Un  débat politico-économique, comme la radio en offre à longueur d’antenne, confrontait politiciens de « droite » et de « gauche ».

     L’intérêt des échanges ne résidait pas tant dans le sujet que dans la capacité des protagonistes à ne prendre en compte que certaines réalités, écartant délibérément des évidences gênantes pour leur thèse. De tout bord, opérait l’esprit de système qui se caractérise par une rupture – jusqu’à l’absurdité et l’aberration – entre les idées et l'ensemble des réalités, entre l’intelligence et la vie ; l’intelligence étant d’abord la faculté de « lire au dedans » (intui legere), de saisir le réel. Technocratie et  idéologies en sont des illustrations saisissantes. Elles procèdent d’une méconnaissance, d’un mépris ou d’un refus du réel. Esprit de système et réalisme sont antagoniques.
     Une scène de Chaplin stigmatise bien ce tour d'esprit. Parmi un lot de valises, Charlot, qui part en voyage, en choisit une. C'est son idée, son système de rangement ; il ouvre ensuite l'armoire, qui contient la réalité de ce qu'il doit emporter. Mais il tient à faire entrer dans la valise tous les vêtements entassés. Alors, de fortes pressions permettent de boucler la valise : les réalités sont quelque peu "froissées". Las ! Cela ne suffit pas : de tout côté dépassent jambe de pantalon, manche de chemise et autre cravate. Charlot ne s'embarrasse pas de ces réalités qui n'entrent pas dans son système de rangement : il s'empare d'une paire de  ciseaux et, en deux temps trois mouvements, coupe tout ce qui dépasse.
Ce tour d'esprit n'a pas d'âge; en témoigne le personnage de Procuste dans la mythologie grecque. Terreur de l’Attique, ce brigand, pourchassé et éliminé par Thésée, allongeait sur un lit de fer  les voyageurs capturés : si ils dépassaient, il leur coupait les pieds ;  si ils étaient trop petits il les étirait jusqu’à ce qu’ils touchent tête et pied de lit.  

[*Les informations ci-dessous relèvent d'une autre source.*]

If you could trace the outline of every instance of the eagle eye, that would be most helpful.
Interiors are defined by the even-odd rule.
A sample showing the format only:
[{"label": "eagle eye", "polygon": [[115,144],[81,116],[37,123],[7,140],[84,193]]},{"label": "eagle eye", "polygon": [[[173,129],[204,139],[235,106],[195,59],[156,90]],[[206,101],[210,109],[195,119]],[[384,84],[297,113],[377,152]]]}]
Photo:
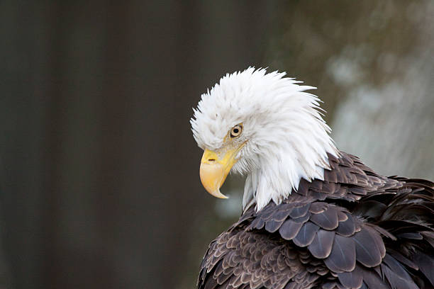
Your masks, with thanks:
[{"label": "eagle eye", "polygon": [[241,125],[237,125],[232,128],[230,130],[230,137],[237,137],[241,135],[241,132],[243,131],[243,126]]}]

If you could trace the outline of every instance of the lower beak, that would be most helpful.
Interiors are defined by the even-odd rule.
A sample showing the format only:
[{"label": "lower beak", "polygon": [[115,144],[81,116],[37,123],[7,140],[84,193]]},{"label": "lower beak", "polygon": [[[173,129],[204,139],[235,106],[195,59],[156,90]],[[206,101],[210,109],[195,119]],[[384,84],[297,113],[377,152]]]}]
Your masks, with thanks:
[{"label": "lower beak", "polygon": [[230,169],[237,162],[235,157],[240,149],[240,147],[227,150],[220,157],[213,151],[205,149],[204,152],[199,173],[201,181],[206,191],[214,197],[228,198],[220,192],[220,188],[225,182]]}]

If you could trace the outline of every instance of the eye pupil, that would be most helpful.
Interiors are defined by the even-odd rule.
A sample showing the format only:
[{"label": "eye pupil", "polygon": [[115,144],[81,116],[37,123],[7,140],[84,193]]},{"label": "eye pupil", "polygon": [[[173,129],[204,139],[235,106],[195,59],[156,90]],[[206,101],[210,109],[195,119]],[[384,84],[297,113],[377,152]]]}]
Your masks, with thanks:
[{"label": "eye pupil", "polygon": [[243,130],[243,127],[240,125],[237,125],[232,128],[230,130],[230,137],[236,137],[238,135],[241,135],[241,131]]}]

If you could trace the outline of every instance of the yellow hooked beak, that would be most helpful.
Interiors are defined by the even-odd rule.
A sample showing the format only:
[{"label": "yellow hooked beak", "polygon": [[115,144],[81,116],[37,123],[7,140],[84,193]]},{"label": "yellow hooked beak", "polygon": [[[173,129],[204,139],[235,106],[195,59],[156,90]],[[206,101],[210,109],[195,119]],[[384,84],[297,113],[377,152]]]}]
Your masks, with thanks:
[{"label": "yellow hooked beak", "polygon": [[214,197],[228,198],[220,193],[220,188],[225,182],[230,169],[237,162],[235,157],[243,147],[228,149],[219,156],[216,152],[205,149],[201,161],[201,181],[206,191]]}]

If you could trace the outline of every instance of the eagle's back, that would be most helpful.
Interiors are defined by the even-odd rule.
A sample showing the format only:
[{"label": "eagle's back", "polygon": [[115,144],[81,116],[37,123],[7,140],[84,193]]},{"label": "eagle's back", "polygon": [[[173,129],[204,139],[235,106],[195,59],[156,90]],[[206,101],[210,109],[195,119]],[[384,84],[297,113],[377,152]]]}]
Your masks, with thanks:
[{"label": "eagle's back", "polygon": [[199,288],[434,288],[434,183],[329,155],[280,205],[249,208],[211,242]]}]

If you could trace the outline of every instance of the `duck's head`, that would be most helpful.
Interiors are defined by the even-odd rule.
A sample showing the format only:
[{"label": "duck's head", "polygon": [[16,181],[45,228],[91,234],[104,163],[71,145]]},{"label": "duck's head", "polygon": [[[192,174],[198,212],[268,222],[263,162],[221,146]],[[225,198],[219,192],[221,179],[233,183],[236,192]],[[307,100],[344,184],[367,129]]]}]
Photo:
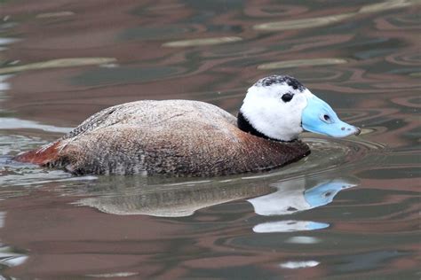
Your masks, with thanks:
[{"label": "duck's head", "polygon": [[238,114],[238,127],[277,141],[291,141],[303,130],[345,137],[361,129],[339,120],[333,109],[296,79],[272,75],[247,91]]}]

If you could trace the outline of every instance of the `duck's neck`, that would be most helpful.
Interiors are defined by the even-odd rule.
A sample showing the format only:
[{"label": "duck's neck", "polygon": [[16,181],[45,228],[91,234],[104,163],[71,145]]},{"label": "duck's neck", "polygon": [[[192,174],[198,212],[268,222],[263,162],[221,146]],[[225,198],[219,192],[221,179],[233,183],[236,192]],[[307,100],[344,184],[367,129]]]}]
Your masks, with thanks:
[{"label": "duck's neck", "polygon": [[242,114],[241,111],[238,113],[238,115],[237,115],[237,126],[238,126],[238,128],[240,128],[241,130],[250,133],[258,137],[262,137],[264,139],[277,141],[277,142],[290,142],[290,141],[282,141],[282,140],[272,138],[258,131],[255,128],[253,128],[253,126],[250,123],[250,121],[244,117],[244,115]]}]

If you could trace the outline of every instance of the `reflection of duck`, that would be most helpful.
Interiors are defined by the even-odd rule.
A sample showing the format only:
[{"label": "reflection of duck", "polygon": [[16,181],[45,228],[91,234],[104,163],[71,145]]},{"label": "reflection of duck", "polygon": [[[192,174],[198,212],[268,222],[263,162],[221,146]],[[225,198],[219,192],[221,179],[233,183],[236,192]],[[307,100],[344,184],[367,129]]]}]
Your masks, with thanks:
[{"label": "reflection of duck", "polygon": [[[104,178],[95,183],[96,191],[88,191],[89,194],[95,195],[98,194],[96,191],[99,191],[101,195],[82,198],[76,204],[115,214],[181,217],[191,215],[204,207],[255,198],[248,201],[253,205],[256,214],[273,215],[328,204],[338,191],[355,185],[349,179],[318,180],[313,183],[315,187],[306,191],[308,183],[306,183],[304,179],[292,179],[276,183],[277,191],[270,193],[274,189],[272,184],[262,185],[253,181],[148,185],[146,182],[139,183],[137,178],[127,179]],[[107,190],[107,187],[111,189]]]},{"label": "reflection of duck", "polygon": [[305,179],[301,178],[282,182],[276,186],[275,192],[248,201],[260,215],[289,214],[327,205],[332,202],[338,192],[354,186],[356,184],[349,179],[333,179],[319,182],[306,190]]},{"label": "reflection of duck", "polygon": [[336,137],[360,132],[296,79],[273,75],[249,89],[238,119],[197,101],[127,103],[16,159],[74,174],[238,174],[308,154],[298,140],[303,129]]},{"label": "reflection of duck", "polygon": [[[340,178],[319,181],[315,186],[306,190],[304,179],[283,182],[278,191],[262,197],[249,199],[256,214],[271,216],[290,214],[309,210],[332,202],[342,190],[356,186],[354,180]],[[313,221],[283,220],[259,223],[254,232],[288,232],[314,230],[329,227],[328,223]]]},{"label": "reflection of duck", "polygon": [[[136,177],[100,178],[99,182],[95,183],[93,190],[85,191],[94,196],[82,198],[75,204],[121,215],[184,217],[192,215],[199,209],[273,191],[273,188],[267,185],[238,181],[222,183],[184,183],[175,185],[155,185],[148,183],[139,183]],[[98,196],[97,191],[101,195]]]}]

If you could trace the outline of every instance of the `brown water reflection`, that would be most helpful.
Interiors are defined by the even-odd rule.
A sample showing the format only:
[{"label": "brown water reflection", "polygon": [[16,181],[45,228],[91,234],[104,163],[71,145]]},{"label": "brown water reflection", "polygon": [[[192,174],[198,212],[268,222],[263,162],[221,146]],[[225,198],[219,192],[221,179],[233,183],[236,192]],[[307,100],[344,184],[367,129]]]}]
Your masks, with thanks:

     Lorsque l’esprit de système inspire l’action…il mutile  le réel : il coupe tout ce qui dépasse. Car, dans leur diversité, leurs inégalités, les hommes et leurs multiples sociétés n’entrent jamais pleinement dans les catégories, les statuts, les grilles, les normes, les classifications, le système ! Tout ce qui est vie n’est pas simple ! Sauf aux yeux de l’idéologue ou du technocrate.

     Pour nos débateurs, seuls n’avaient d’intérêt que les faits économiques, leur analyse ne portait que sur la facette quantifiable des réalités. Gouverner les hommes se ramenait à «faire de l’économie », à chiffrer, à dresser courbes et statistiques, à analyser flux et échanges…au travers des rapports de force mondiaux. De tout bord, nous était resservi le plat de l’idéologie marxiste à la sauce libérale. Comme si toute la vie, la vraie, n’était pas faite de milliers de réalités « qui n’ont pas de prix », ne se mesurent pas et ne sont pas le fait de « luttes » ! Il y a beaucoup d’autres biens qui « impriment » un art de vivre en société et les relations entre les personnes. Le beau, la famille, la courtoisie, la terre natale, la confiance, l’autorité, Dieu, la fidélité, l’humour, les liens d’amitié, l’esprit d’équipe …sont autant de réalités qui ont des conséquences économiques et peuvent engendrer ou limiter les rapports de force.

     L’homme de système jette sur la vie un regard borné et réducteur, prétend tout  expliquer et organiser à partir de réalités sélectionnées. Par essence, il est totalitaire : si les autres réalités n’entrent pas dans ses modèles, il les rejette…et lorsqu’il est au pouvoir, il les viole ou les détruit. Tel Procuste.